Por otra parte, como ocurrió en la transición española, que la delegación norteamericana conocía a fondo, tres eran las medidas previas que debía adoptar unilateralmente el Gobierno cubano para poder iniciar el proceso de apertura: la primera, era decretar una muy amplia amnistía para los presos de conciencia; la segunda, permitir la libre asociación política y la emisión de la palabra escrita o hablada; la tercera, autorizar el regreso de los exiliados políticos que desearan incorporarse a la vida pública del país. Incluso, una cuarta podía preverse para más adelante: un foro gobierno-oposición para discutir el destino del país al que serían invitados doscientos líderes prominentes del mundo democrático internacional vinculados a las grandes familias políticas de Occidente: democristianos, liberales, socialdemócratas y conservadores. Un acto de esta naturaleza, en el que no faltarían los más importantes políticos de Estados Unidos y América Latina, sería la prueba del firme compromiso de las democracias con la transición cubana y un clarísimo mensaje para la comunidad económica de los países desarrollados.
Una vez iniciado el cambio, y en vías de ejecución un plan para la reconstrucción económica de Cuba, ya esbozado en época del presidente Clinton, Estados Unidos pondría todo su peso tras una fórmula que reconciliara a los cubanos sin necesidad de recurrir a venganzas o a represalias.
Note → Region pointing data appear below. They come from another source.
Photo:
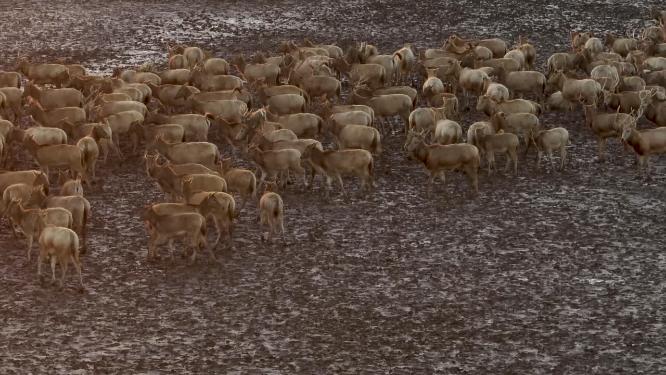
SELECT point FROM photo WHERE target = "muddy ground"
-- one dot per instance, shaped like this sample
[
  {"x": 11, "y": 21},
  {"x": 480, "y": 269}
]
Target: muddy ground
[{"x": 546, "y": 272}]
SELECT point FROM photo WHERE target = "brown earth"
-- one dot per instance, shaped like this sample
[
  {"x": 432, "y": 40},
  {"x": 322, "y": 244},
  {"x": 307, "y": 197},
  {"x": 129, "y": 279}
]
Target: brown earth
[{"x": 550, "y": 272}]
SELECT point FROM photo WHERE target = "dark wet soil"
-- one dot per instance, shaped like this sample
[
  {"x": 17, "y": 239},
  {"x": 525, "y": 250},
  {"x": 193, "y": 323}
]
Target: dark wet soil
[{"x": 543, "y": 273}]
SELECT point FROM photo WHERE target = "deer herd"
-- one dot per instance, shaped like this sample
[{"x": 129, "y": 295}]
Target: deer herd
[{"x": 291, "y": 116}]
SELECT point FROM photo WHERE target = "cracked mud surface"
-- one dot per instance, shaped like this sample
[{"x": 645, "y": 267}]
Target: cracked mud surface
[{"x": 550, "y": 272}]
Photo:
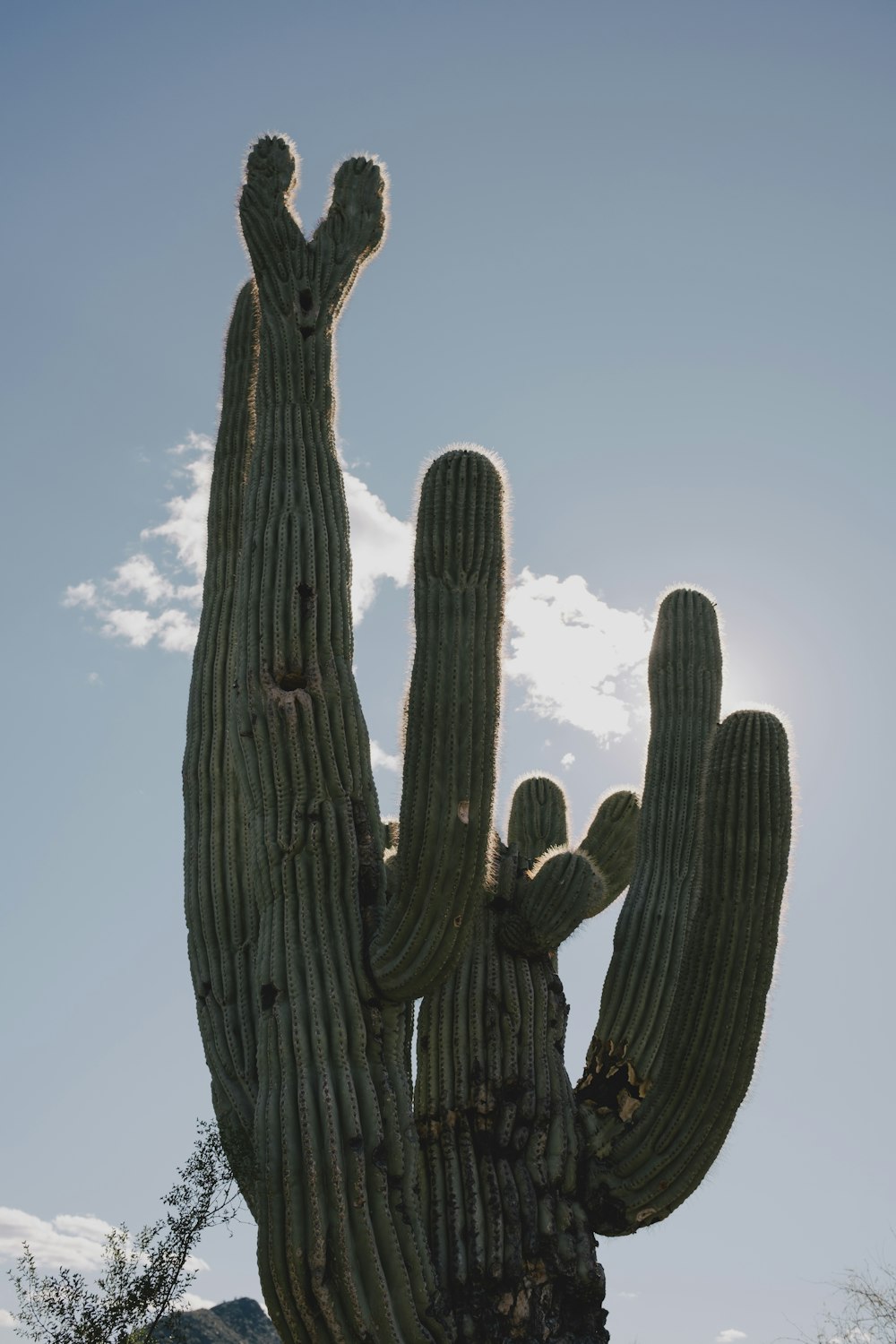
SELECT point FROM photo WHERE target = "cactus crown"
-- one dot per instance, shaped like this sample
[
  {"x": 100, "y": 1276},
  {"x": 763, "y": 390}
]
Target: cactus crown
[{"x": 463, "y": 1206}]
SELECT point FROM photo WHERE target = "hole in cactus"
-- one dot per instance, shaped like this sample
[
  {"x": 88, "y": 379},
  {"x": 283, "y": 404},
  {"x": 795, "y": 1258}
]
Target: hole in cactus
[{"x": 292, "y": 682}]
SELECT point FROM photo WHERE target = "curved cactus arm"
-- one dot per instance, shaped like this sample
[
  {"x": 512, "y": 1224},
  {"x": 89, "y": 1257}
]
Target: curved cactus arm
[
  {"x": 343, "y": 1252},
  {"x": 500, "y": 1142},
  {"x": 611, "y": 841},
  {"x": 447, "y": 795},
  {"x": 220, "y": 906},
  {"x": 656, "y": 1115},
  {"x": 549, "y": 903},
  {"x": 538, "y": 817}
]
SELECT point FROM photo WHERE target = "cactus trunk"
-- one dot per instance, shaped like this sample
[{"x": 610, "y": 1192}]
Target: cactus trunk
[{"x": 468, "y": 1210}]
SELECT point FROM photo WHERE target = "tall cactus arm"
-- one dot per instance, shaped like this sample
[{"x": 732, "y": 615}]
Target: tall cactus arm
[
  {"x": 685, "y": 996},
  {"x": 495, "y": 1109},
  {"x": 445, "y": 827},
  {"x": 220, "y": 906},
  {"x": 538, "y": 817},
  {"x": 343, "y": 1252}
]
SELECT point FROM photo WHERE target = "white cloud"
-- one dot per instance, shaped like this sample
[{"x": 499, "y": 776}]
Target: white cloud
[
  {"x": 382, "y": 760},
  {"x": 187, "y": 526},
  {"x": 575, "y": 656},
  {"x": 67, "y": 1241},
  {"x": 194, "y": 1303},
  {"x": 570, "y": 650},
  {"x": 382, "y": 545},
  {"x": 168, "y": 586}
]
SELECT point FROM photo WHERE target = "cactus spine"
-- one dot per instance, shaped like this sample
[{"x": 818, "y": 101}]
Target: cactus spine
[{"x": 469, "y": 1209}]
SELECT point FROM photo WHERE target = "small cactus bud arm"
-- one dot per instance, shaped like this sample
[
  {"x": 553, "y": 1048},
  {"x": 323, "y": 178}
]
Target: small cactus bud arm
[
  {"x": 352, "y": 228},
  {"x": 611, "y": 840},
  {"x": 650, "y": 1142},
  {"x": 220, "y": 905},
  {"x": 538, "y": 819},
  {"x": 445, "y": 827},
  {"x": 685, "y": 688},
  {"x": 549, "y": 905}
]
Afortunadamente, existían los precedentes uruguayo y argentino, en los que una «ley de punto final», refrendada por los electores democráticamente, sirvió para pasar una página negra de la historia de esos países. Nadie esperaba que hubiera olvido, pero sí que se produjera una suerte de perdón colectivo, universalmente exculpatorio. La democracia era un método excelente para curar heridas y legitimar este tipo de acciones legales. Si Raúl Castro tenía que alejarse del poder como parte del proceso de transición, podría hacerlo con todas las garantías, sacrificio menor, pues –al fin y al cabo– también se trataba de un hombre bastante enfermo.
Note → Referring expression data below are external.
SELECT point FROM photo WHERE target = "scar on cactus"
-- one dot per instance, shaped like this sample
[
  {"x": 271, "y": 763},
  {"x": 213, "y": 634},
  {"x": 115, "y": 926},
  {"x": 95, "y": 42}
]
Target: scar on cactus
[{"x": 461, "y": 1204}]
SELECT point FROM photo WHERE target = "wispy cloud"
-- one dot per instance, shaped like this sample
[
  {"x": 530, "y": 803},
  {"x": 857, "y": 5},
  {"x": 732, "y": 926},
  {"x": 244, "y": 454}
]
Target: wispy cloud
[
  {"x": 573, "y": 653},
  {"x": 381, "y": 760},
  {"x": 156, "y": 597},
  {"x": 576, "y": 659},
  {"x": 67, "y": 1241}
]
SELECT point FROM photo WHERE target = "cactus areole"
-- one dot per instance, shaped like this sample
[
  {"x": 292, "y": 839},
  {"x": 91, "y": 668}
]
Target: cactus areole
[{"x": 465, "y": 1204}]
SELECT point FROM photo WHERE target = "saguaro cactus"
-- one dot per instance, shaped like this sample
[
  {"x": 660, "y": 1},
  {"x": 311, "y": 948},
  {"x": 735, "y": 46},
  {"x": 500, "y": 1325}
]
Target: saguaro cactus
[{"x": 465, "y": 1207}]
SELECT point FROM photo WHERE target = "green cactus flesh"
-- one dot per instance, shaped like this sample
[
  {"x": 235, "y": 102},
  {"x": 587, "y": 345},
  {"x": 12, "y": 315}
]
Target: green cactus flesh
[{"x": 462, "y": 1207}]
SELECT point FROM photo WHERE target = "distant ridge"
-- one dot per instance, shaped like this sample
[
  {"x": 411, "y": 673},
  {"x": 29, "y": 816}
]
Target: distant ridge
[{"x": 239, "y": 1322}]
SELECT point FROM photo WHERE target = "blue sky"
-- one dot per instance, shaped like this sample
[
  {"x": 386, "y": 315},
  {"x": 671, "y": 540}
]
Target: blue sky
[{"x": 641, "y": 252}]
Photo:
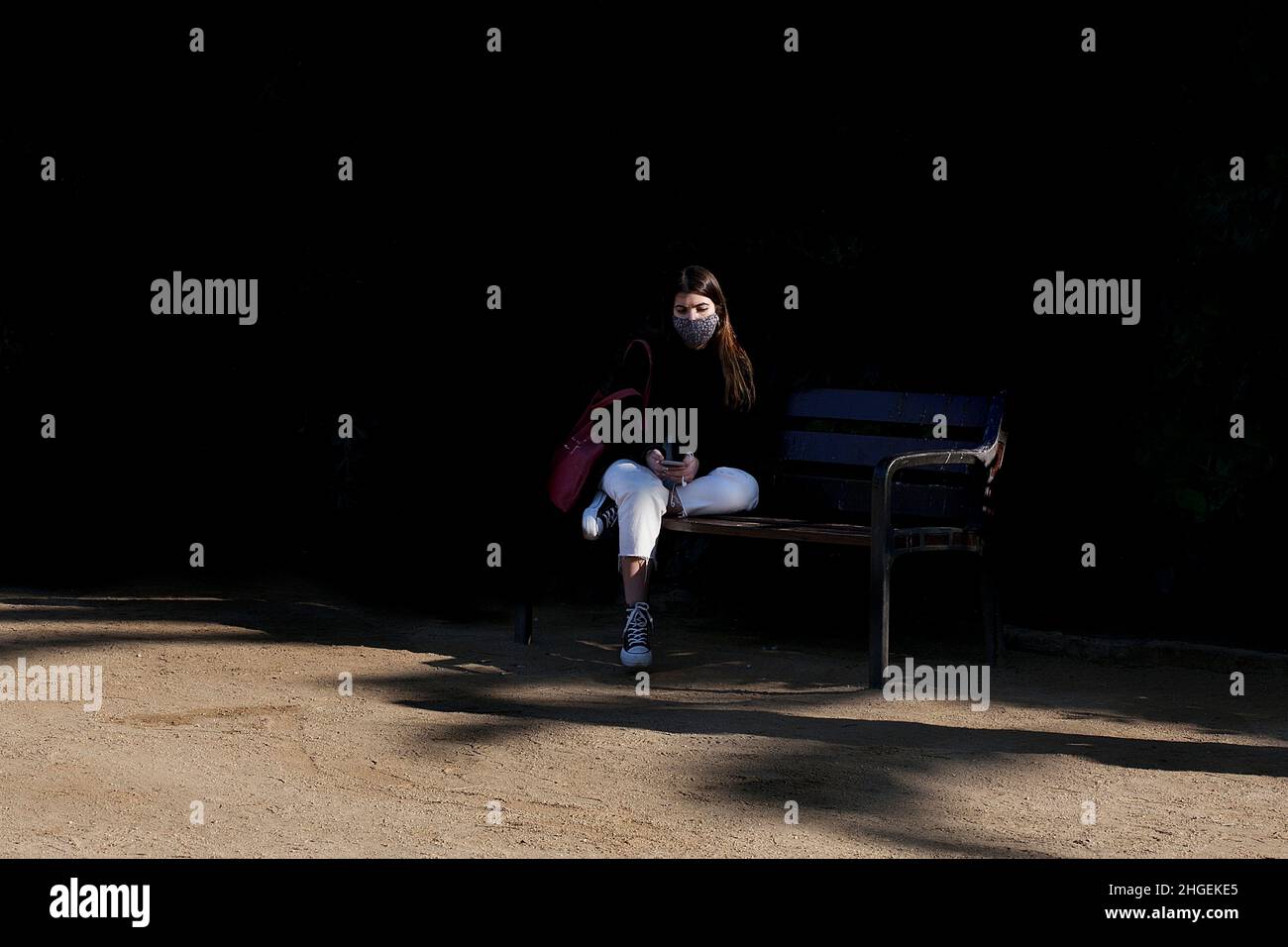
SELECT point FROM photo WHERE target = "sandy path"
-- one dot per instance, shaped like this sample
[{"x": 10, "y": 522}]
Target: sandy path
[{"x": 232, "y": 699}]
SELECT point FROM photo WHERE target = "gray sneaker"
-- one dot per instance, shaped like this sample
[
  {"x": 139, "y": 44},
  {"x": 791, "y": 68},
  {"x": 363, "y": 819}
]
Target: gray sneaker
[{"x": 635, "y": 646}]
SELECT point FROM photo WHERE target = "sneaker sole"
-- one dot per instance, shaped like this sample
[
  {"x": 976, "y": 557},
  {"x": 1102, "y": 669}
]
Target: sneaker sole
[{"x": 636, "y": 660}]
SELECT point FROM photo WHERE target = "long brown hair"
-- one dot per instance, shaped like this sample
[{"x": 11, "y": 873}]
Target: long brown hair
[{"x": 739, "y": 377}]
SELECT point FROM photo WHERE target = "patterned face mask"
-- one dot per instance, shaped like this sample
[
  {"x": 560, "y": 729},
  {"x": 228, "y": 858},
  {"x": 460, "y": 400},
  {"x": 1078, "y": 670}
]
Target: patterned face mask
[{"x": 696, "y": 333}]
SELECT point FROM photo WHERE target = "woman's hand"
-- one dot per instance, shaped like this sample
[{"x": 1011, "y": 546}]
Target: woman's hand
[
  {"x": 653, "y": 460},
  {"x": 684, "y": 474}
]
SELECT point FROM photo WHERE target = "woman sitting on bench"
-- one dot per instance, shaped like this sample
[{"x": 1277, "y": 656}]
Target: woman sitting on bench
[{"x": 700, "y": 367}]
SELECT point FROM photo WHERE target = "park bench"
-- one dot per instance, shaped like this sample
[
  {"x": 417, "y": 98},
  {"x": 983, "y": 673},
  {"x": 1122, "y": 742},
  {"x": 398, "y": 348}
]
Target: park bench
[
  {"x": 866, "y": 470},
  {"x": 871, "y": 474}
]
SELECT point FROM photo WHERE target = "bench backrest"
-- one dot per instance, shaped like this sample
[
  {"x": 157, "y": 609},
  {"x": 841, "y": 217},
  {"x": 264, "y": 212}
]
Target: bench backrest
[{"x": 832, "y": 438}]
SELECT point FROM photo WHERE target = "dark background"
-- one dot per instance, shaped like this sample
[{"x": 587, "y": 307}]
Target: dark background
[{"x": 518, "y": 170}]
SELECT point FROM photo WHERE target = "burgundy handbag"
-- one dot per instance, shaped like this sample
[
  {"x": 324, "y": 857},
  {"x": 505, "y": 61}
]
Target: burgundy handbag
[{"x": 578, "y": 455}]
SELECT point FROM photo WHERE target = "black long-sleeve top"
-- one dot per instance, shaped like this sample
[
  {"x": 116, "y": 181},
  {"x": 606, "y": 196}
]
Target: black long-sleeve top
[{"x": 686, "y": 377}]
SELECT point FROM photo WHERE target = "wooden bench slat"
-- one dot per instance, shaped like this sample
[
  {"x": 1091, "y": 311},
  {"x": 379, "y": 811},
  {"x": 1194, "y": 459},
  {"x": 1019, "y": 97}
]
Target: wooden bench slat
[
  {"x": 861, "y": 450},
  {"x": 907, "y": 407},
  {"x": 854, "y": 496},
  {"x": 773, "y": 528}
]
¿Significaba el cambio que la Revolución comunista desaparecería? Muy probablemente, pero no sería por imposición de Estados Unidos sino por la voluntad del electorado. Era lo predecible, pues Cuba ni debe ni puede escapar a su destino occidental y latinoamericano. La Isla, como las veinticinco naciones más desarrolladas y felices del planeta, debe organizar su vida pública de acuerdo con los principios y métodos democráticos, y su modelo económico no debe ser otro que el de la libertad de empresa, la propiedad privada y el mercado, como seguramente decidirían en las urnas los propios cubanos. Sólo que dentro de ese amplio marco, como ha sucedido en los países del Este de Europa, los viejos comunistas tendrían un ancho espacio para continuar sus vidas con dignidad y sin peligro. Un espacio que ellos nunca les concedieron a sus adversarios.
Finalmente, se abrieron las cárceles. Nunca es mayor la dicha –cantó el poeta– que el día de soltar los prisioneros. En silencio, cabizbajos, cansados, cientos de miles de cubanos regados por todos los rincones del planeta, emprendieron el viaje de regreso. El país se fundió en un abrazo largo, silencioso y apretado. Era como volver a nacer.